Sunday, September 25, 2005

Windows 98

Wow...I knew that Windows 98 was screwed up, but I didn't know it was this bad.


"In addition to containing a large clump of old 16-bit assembly code in the kernel, Windows 98 had two other serious problems. First, although it was a multiprogramming system, the kernel itself was not reentrant. If a process was busy manipulating some kernel data structure and then suddenly its quantum ran out and another process started running, the new process might find the data structure in an inconsistent state. To prevent this type of problem, after entering the kernel, most processes first acquired a giant mutex covering the whole system before doing anything. While this approach eliminated potential inconsistencies, it also eliminated much of the value of multiprogramming since processes were frequently forced to wait for unrelated processes to leave the kernel before they could enter it.

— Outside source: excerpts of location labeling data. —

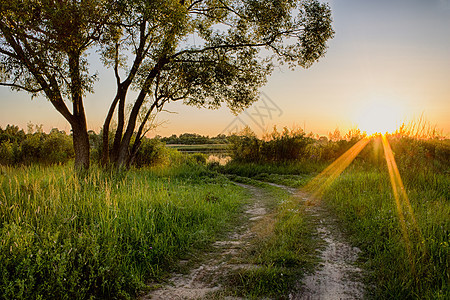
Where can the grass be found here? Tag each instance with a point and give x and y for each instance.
(363, 201)
(104, 235)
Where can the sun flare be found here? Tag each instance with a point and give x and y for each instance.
(379, 116)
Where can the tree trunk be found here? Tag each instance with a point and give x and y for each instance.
(124, 149)
(81, 145)
(79, 124)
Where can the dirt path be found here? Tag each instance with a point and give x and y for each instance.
(204, 280)
(335, 278)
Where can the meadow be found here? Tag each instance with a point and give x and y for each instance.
(104, 235)
(409, 264)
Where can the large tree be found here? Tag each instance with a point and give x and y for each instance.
(205, 53)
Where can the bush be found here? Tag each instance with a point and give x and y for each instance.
(151, 152)
(6, 153)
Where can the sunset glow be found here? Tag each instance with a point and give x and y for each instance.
(379, 116)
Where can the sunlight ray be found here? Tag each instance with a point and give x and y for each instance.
(317, 186)
(401, 201)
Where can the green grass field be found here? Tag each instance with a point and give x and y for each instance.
(103, 235)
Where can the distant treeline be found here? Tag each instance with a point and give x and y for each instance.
(36, 146)
(194, 139)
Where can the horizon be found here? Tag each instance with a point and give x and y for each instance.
(395, 52)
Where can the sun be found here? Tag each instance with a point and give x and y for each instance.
(379, 116)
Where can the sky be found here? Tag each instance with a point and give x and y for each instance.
(389, 62)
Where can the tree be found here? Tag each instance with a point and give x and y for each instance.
(42, 51)
(203, 52)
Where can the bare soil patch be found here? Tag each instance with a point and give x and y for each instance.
(336, 277)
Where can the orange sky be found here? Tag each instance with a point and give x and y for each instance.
(394, 52)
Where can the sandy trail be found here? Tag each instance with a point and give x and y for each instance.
(336, 277)
(204, 280)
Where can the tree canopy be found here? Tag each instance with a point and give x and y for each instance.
(204, 53)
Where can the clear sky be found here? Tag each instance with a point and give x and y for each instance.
(394, 53)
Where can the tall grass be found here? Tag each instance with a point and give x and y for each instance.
(363, 200)
(103, 235)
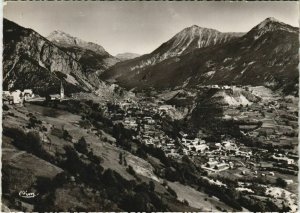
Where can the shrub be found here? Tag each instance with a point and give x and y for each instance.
(5, 107)
(81, 146)
(130, 170)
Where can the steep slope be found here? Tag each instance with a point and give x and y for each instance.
(266, 55)
(31, 61)
(127, 56)
(188, 40)
(93, 57)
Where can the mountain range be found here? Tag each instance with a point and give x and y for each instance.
(266, 55)
(127, 56)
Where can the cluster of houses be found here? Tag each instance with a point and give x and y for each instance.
(17, 96)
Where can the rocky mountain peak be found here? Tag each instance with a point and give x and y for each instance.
(63, 39)
(271, 24)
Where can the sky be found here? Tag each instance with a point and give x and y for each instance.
(140, 27)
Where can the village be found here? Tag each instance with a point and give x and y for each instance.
(228, 158)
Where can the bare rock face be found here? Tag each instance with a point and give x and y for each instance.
(31, 61)
(186, 41)
(265, 56)
(127, 56)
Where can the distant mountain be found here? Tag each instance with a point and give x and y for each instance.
(266, 55)
(126, 56)
(32, 61)
(94, 58)
(188, 40)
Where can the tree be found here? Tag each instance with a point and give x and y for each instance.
(151, 185)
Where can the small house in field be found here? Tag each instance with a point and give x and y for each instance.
(28, 93)
(17, 97)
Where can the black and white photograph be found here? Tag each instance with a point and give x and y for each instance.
(150, 106)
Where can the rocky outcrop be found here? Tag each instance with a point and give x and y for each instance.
(93, 57)
(31, 61)
(265, 56)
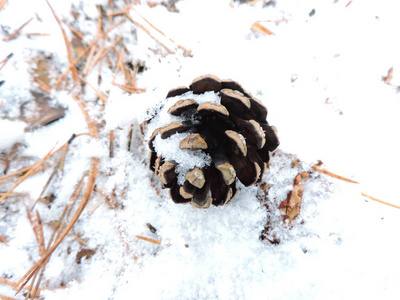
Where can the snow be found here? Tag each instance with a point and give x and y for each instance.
(320, 76)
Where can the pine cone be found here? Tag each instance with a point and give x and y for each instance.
(205, 137)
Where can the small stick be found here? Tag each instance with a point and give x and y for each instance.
(17, 32)
(158, 242)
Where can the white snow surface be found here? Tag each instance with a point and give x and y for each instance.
(320, 76)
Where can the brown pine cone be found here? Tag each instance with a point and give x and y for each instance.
(206, 136)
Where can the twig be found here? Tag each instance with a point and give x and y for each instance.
(17, 32)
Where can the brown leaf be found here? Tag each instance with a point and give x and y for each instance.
(291, 206)
(260, 28)
(84, 253)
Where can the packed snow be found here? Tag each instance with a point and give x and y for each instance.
(321, 74)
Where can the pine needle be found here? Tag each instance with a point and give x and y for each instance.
(85, 198)
(158, 242)
(380, 201)
(326, 172)
(17, 32)
(3, 3)
(27, 174)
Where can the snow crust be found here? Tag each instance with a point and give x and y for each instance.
(320, 76)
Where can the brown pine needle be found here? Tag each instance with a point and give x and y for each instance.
(170, 51)
(188, 52)
(85, 198)
(101, 54)
(2, 297)
(158, 242)
(36, 34)
(100, 94)
(67, 44)
(2, 3)
(318, 169)
(378, 200)
(27, 174)
(326, 172)
(17, 32)
(83, 53)
(4, 61)
(253, 2)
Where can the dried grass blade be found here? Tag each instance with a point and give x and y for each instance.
(67, 44)
(100, 94)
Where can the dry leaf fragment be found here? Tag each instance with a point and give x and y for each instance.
(260, 28)
(388, 78)
(291, 206)
(84, 253)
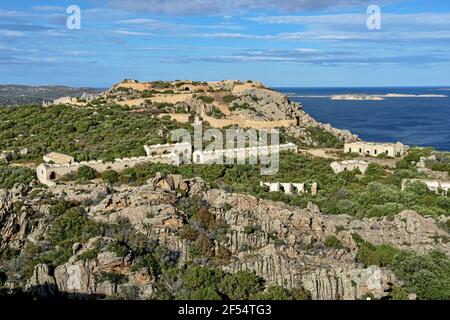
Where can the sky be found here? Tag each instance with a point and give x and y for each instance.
(295, 43)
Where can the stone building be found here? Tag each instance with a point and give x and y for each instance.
(349, 165)
(58, 158)
(205, 157)
(438, 186)
(183, 148)
(289, 188)
(375, 149)
(57, 165)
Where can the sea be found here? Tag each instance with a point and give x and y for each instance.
(414, 116)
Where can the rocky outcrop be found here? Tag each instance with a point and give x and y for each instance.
(408, 230)
(283, 244)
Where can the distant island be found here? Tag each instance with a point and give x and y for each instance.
(358, 97)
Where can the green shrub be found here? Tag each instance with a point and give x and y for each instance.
(229, 98)
(333, 243)
(274, 293)
(86, 173)
(241, 285)
(110, 176)
(206, 99)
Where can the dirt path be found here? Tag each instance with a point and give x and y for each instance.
(321, 153)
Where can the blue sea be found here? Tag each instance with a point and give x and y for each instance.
(422, 121)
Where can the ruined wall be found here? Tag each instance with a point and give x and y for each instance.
(48, 174)
(375, 149)
(349, 165)
(205, 157)
(184, 148)
(289, 187)
(245, 123)
(437, 186)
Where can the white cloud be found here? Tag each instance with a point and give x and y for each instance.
(11, 33)
(230, 7)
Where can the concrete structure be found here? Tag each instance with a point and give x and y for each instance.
(57, 165)
(184, 149)
(209, 157)
(422, 168)
(349, 165)
(58, 158)
(289, 188)
(375, 149)
(438, 186)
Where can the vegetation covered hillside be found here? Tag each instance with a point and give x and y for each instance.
(158, 231)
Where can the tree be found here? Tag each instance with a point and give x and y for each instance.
(86, 173)
(241, 285)
(274, 293)
(110, 176)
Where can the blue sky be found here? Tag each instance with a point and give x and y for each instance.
(306, 43)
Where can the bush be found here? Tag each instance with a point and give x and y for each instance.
(229, 98)
(428, 275)
(110, 176)
(241, 285)
(274, 293)
(333, 243)
(86, 173)
(206, 99)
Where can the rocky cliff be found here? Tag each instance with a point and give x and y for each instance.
(284, 245)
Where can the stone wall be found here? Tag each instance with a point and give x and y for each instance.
(48, 174)
(349, 165)
(375, 149)
(184, 149)
(438, 186)
(289, 188)
(205, 157)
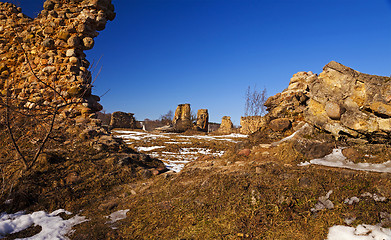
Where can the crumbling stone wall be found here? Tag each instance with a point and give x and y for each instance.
(339, 100)
(123, 120)
(226, 125)
(251, 124)
(202, 120)
(48, 53)
(182, 118)
(45, 84)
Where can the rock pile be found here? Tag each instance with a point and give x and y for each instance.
(182, 121)
(251, 124)
(48, 53)
(339, 100)
(44, 74)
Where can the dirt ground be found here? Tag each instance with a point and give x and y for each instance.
(256, 194)
(238, 189)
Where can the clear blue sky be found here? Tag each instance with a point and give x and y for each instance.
(160, 53)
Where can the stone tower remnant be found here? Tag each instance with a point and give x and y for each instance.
(182, 118)
(123, 120)
(226, 125)
(339, 100)
(202, 120)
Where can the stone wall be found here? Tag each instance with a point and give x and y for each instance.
(251, 124)
(182, 118)
(339, 100)
(202, 120)
(123, 120)
(226, 125)
(45, 84)
(43, 59)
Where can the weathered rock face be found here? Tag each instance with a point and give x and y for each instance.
(340, 100)
(123, 120)
(44, 73)
(45, 55)
(226, 125)
(202, 120)
(251, 124)
(182, 121)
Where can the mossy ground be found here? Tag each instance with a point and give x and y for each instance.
(264, 195)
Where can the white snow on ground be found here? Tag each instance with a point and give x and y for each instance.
(147, 149)
(53, 226)
(337, 159)
(216, 137)
(178, 142)
(118, 215)
(175, 161)
(137, 135)
(361, 232)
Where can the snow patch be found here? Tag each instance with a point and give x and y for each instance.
(352, 200)
(337, 159)
(361, 232)
(53, 226)
(147, 149)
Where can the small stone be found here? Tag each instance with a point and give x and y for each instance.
(49, 43)
(48, 5)
(73, 41)
(63, 35)
(49, 69)
(244, 152)
(48, 30)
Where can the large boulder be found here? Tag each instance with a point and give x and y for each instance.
(226, 125)
(339, 100)
(122, 120)
(182, 118)
(202, 120)
(251, 124)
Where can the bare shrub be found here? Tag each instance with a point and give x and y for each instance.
(255, 100)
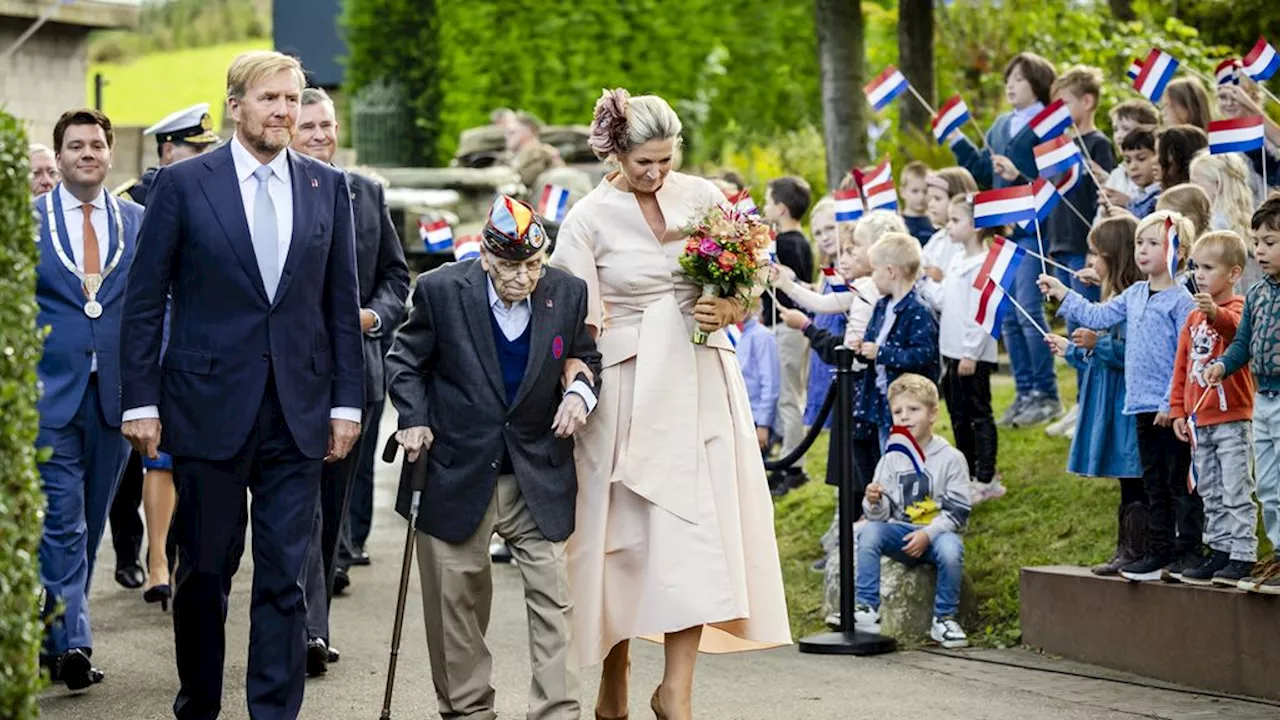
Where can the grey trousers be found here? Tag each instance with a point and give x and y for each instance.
(1223, 455)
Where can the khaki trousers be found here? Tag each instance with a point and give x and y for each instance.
(457, 593)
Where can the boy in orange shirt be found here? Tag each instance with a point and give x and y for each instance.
(1223, 415)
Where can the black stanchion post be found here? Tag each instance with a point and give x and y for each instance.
(846, 641)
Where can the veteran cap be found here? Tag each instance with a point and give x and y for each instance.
(512, 231)
(191, 124)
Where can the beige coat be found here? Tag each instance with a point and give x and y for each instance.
(675, 520)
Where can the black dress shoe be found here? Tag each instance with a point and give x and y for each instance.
(131, 575)
(318, 657)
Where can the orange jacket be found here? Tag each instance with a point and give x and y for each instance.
(1200, 343)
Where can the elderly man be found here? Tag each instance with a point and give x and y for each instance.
(476, 377)
(383, 290)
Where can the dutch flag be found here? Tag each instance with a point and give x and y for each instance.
(1225, 72)
(952, 114)
(1057, 155)
(554, 203)
(833, 281)
(1171, 246)
(1262, 62)
(467, 247)
(882, 196)
(1004, 206)
(1156, 73)
(1238, 135)
(849, 205)
(886, 86)
(991, 309)
(1004, 256)
(435, 235)
(1134, 69)
(1052, 121)
(900, 440)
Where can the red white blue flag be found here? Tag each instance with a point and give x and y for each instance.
(1262, 62)
(886, 87)
(1004, 206)
(1057, 155)
(952, 114)
(1052, 121)
(1156, 73)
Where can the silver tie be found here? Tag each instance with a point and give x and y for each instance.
(265, 233)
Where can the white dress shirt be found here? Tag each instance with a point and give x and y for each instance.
(513, 320)
(73, 219)
(280, 188)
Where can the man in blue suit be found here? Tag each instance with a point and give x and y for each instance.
(261, 381)
(86, 246)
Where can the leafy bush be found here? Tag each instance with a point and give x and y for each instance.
(22, 502)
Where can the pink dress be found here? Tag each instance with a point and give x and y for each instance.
(675, 520)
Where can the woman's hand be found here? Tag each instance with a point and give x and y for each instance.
(716, 313)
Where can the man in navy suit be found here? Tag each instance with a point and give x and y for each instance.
(261, 381)
(86, 245)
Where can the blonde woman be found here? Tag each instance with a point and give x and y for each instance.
(675, 524)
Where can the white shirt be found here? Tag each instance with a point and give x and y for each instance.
(513, 320)
(73, 220)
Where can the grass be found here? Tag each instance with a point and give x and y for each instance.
(1048, 516)
(142, 91)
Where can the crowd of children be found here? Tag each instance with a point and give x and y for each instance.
(1165, 267)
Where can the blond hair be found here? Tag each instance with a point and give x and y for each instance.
(1234, 200)
(1228, 245)
(876, 224)
(917, 387)
(897, 250)
(254, 67)
(1184, 227)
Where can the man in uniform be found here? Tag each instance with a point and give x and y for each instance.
(383, 278)
(181, 135)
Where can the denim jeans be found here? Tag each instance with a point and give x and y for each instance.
(946, 554)
(1029, 356)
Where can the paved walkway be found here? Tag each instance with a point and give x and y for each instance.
(135, 646)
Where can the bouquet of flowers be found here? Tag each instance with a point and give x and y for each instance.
(725, 254)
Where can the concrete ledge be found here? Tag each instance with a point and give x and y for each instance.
(85, 13)
(1214, 638)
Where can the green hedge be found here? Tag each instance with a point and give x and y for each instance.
(22, 504)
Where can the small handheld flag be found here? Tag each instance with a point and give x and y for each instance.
(1156, 72)
(1052, 121)
(1001, 264)
(882, 196)
(1262, 62)
(1004, 206)
(1237, 135)
(886, 87)
(952, 114)
(554, 203)
(900, 440)
(1057, 155)
(435, 235)
(849, 205)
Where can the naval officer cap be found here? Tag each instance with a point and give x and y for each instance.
(191, 126)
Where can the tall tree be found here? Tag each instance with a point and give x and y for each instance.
(915, 59)
(842, 69)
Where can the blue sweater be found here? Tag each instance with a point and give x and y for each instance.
(1153, 323)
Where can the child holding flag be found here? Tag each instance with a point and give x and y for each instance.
(1155, 310)
(1216, 419)
(915, 511)
(1105, 443)
(1008, 159)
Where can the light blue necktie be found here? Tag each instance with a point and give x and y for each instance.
(265, 233)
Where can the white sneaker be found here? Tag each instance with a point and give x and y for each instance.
(947, 633)
(865, 619)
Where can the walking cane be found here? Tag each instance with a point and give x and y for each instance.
(417, 483)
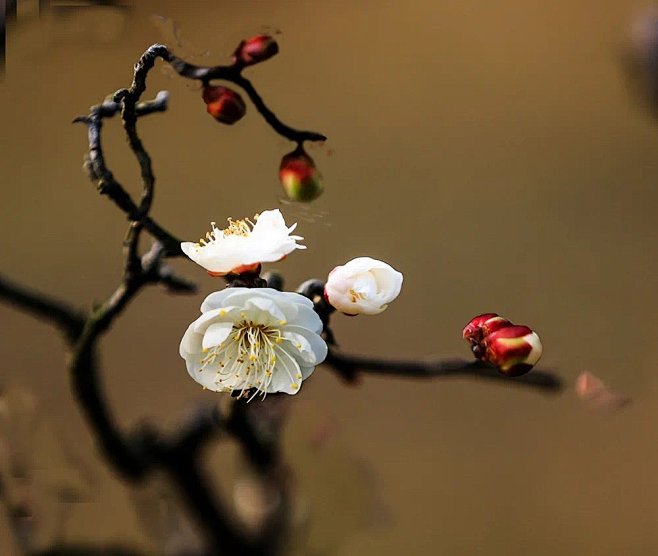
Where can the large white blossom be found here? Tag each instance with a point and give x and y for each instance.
(254, 338)
(363, 286)
(243, 245)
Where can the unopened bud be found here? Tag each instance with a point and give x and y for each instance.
(299, 176)
(255, 50)
(513, 349)
(224, 104)
(479, 327)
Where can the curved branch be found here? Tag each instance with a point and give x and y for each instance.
(233, 75)
(349, 366)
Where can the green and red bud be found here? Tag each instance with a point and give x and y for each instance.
(513, 349)
(299, 176)
(224, 104)
(255, 50)
(481, 326)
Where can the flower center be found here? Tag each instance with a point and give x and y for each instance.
(240, 228)
(246, 359)
(356, 295)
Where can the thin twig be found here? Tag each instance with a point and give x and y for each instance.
(349, 366)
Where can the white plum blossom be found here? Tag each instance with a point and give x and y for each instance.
(257, 338)
(363, 286)
(243, 245)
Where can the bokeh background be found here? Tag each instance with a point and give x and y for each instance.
(493, 152)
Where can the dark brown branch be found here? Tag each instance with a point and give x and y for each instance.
(349, 366)
(105, 181)
(233, 75)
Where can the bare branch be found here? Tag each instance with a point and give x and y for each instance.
(349, 366)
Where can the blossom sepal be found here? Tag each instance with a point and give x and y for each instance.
(481, 326)
(362, 286)
(255, 50)
(514, 350)
(299, 177)
(224, 104)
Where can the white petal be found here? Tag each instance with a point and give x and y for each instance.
(191, 343)
(308, 347)
(216, 333)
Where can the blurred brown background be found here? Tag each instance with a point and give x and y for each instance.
(491, 151)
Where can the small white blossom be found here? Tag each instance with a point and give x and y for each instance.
(243, 245)
(254, 338)
(363, 286)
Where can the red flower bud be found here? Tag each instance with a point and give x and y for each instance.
(299, 176)
(479, 327)
(255, 50)
(513, 349)
(224, 104)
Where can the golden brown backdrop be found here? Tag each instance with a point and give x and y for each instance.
(491, 151)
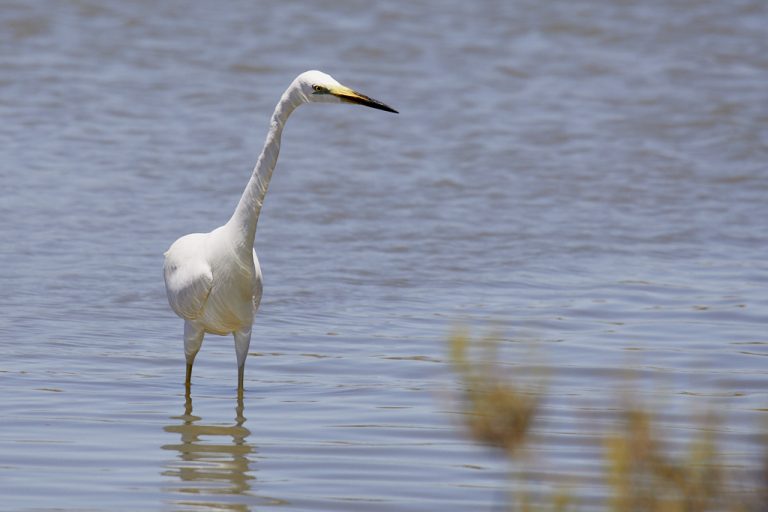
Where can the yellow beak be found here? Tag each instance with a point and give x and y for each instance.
(348, 95)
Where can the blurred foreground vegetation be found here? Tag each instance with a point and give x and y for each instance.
(640, 472)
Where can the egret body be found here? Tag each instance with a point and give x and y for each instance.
(213, 280)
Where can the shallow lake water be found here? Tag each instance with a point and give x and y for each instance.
(586, 181)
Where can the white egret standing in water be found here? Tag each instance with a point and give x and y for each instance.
(213, 280)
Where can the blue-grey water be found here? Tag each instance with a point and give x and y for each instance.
(588, 181)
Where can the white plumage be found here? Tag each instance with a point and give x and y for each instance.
(213, 280)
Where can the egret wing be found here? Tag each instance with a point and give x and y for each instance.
(188, 284)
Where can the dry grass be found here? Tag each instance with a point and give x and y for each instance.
(641, 473)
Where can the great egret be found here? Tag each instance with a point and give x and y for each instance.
(213, 280)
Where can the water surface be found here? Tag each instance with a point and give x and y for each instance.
(588, 178)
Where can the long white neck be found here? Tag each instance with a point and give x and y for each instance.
(246, 215)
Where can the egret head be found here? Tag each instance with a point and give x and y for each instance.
(318, 87)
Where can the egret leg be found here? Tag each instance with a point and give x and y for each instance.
(193, 340)
(242, 342)
(240, 375)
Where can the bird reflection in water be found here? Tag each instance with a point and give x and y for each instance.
(213, 463)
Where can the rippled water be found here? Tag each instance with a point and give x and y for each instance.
(588, 176)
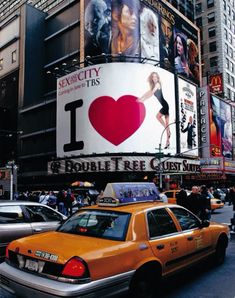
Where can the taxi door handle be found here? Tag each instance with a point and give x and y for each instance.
(37, 230)
(160, 246)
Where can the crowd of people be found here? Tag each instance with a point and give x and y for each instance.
(63, 201)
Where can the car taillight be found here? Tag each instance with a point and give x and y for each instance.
(75, 267)
(7, 251)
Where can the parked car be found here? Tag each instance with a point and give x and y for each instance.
(219, 194)
(126, 242)
(172, 194)
(19, 219)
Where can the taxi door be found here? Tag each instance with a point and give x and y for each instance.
(167, 244)
(199, 240)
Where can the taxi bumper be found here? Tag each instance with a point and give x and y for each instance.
(23, 284)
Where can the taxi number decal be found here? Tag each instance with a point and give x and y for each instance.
(31, 265)
(46, 255)
(198, 242)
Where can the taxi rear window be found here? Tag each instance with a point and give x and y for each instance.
(95, 223)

Second, each Windows 98 process had a 4-GB virtual address space. Of this, 2 GB was completely private to the process. However, the next 1 GB was shared (writably)among all other processes in the system. The bottom 1 MB was also shared among all processes to allow them to access the MS-DOS interrupt vectors. This sharing facility was used heavily by most Windows 98 applications. As a consequence, a bug in one program could wipe out key data structures used by unrelated processes, leading to them all crashing. Worse yet, the last 1 GB was shared (writably) with the kernel and contained some critical kernel data structures. Any rogue program that overwrote these data structures with garbage could bring down the system. The obvious solution of not putting kernel data structures in user space was not possible because this feature was essential to making old MS-DOS programs work under Windows 98."


It's amazing how much bad design was forced on users just to preserve a little bit of backwards-compatibility for MS-DOS applications. By the way, that passage is taken from Andrew Tannenbaum's Modern Operating Systems.